Single by Kiss

from the album Destroyer
- Released: March 15, 1976
- Recorded: Electric Lady Studios, New York City, September 3–6, 1975 Record Plant Studios, New York City, January – February 1976
- Genre: Heavy metal
- Length: 4:13
- Label: Casablanca
- Songwriter: Paul Stanley
- Producer: Bob Ezrin

Kiss singles chronology
| "Shout It Out Loud" / "Sweet Pain" (1976) | "Flaming Youth" / "God of Thunder" (1976) | "Detroit Rock City" / "Beth" (1976) |

= God of Thunder (song) =

"God of Thunder" is a song by Kiss from their 1976 album Destroyer. The song has also been featured on many of Kiss' live albums, including an up-tempo version on Alive II. Many various sound effects were used to make the song including explosions, clapping, zippers, overdubbed audience chatter and screaming children. The song was written by Paul Stanley, who intended to sing it on the album, but producer Bob Ezrin suggested slowing down the tempo and handing the lead vocals over to Gene Simmons.

==Overview==
The song is Simmons' "theme song" for the band. It has been performed live with blood-spitting, a bass solo, and a portion of the song being performed by Simmons on a high-rise above the audience.

==Reception==
"God of Thunder" is widely regarded as one of Kiss's best songs.

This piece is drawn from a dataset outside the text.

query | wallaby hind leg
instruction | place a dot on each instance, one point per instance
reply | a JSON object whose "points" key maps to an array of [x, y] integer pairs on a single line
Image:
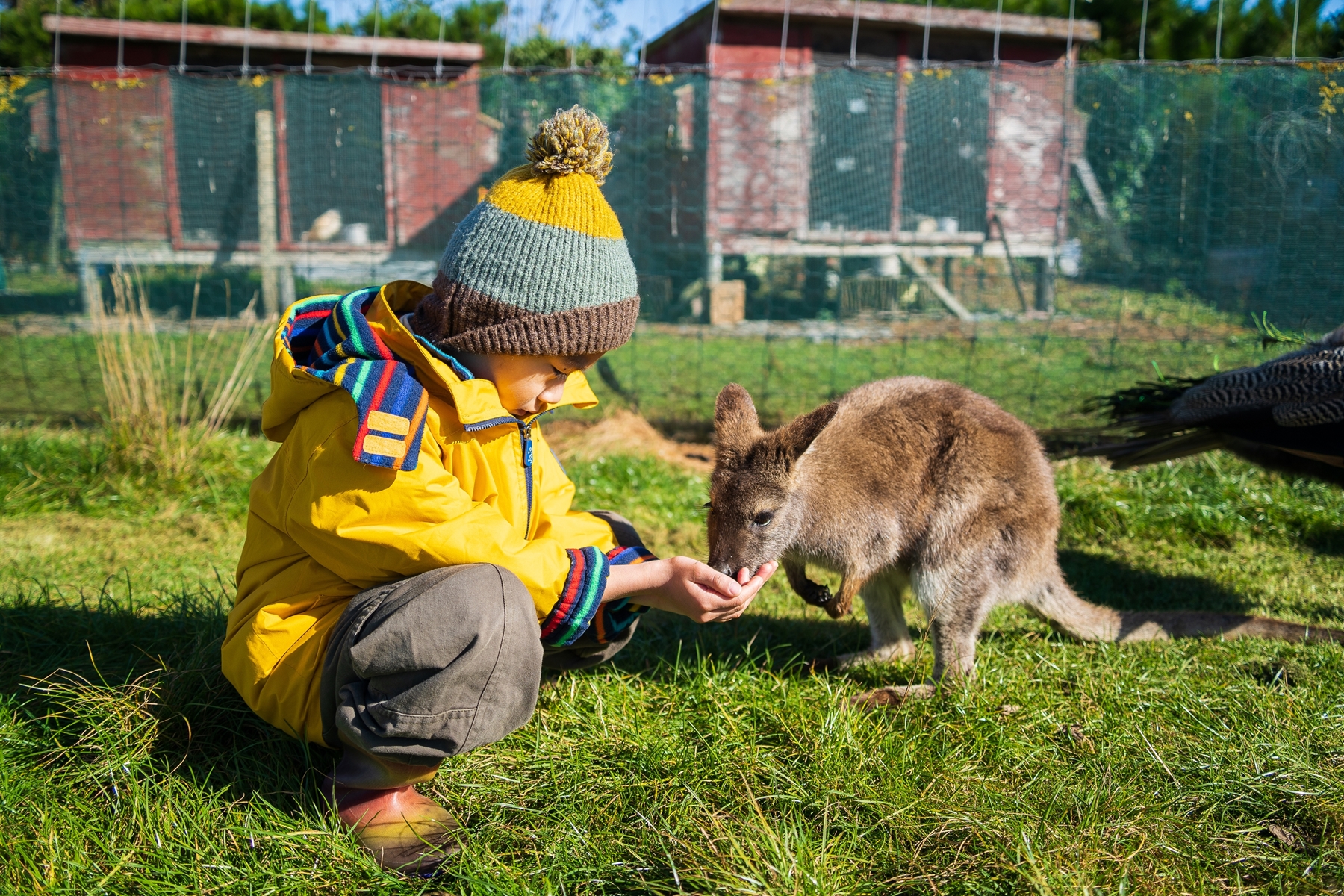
{"points": [[956, 615], [892, 642]]}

In 2014, Paste ranked the song number 11 on their list of the 20 greatest Kiss songs, and in 2019, Louder Sound ranked the song number eight on their list of the 40 greatest Kiss songs.

==Releases==
- Original studio version on Destroyer
- Remixed studio version on Destroyer: Resurrected
- Live version on Alive II
- Live version on Gold
- Alternate studio version on Kiss Killers
- Alternate live version on Kiss Symphony: Alive IV
- Remastered version on Double Platinum
- Another live version on Kiss Alive! 1975-2000 (Best Buy exclusive track)
- Original demo version sung by Paul Stanley on The Box Set
- Original demo version sung by Paul Stanley on Kiss 40
- Unplugged country version on Kissology Volume Three

==Personnel==
- Kiss
- Gene Simmons – bass, lead vocals
- Peter Criss – drums
- Paul Stanley – rhythm guitar
- Ace Frehley – lead guitar

- Additional personnel
- Bob Ezrin – keyboards, sound effects
- David Ezrin – voices
- Josh Ezrin – voices

==Cover versions==
- White Zombie's version appeared on the God of Thunder EP.
- Melvins contributed a cover to the tribute album Hard to Believe: A Kiss Covers Compilation.
- Death recorded a cover for the Japanese release of the album Human.
- Iced Earth included a version on their covers album Tribute to the Gods.
- Entombed included a cover version on their compilation album Sons of Satan Praise the Lord.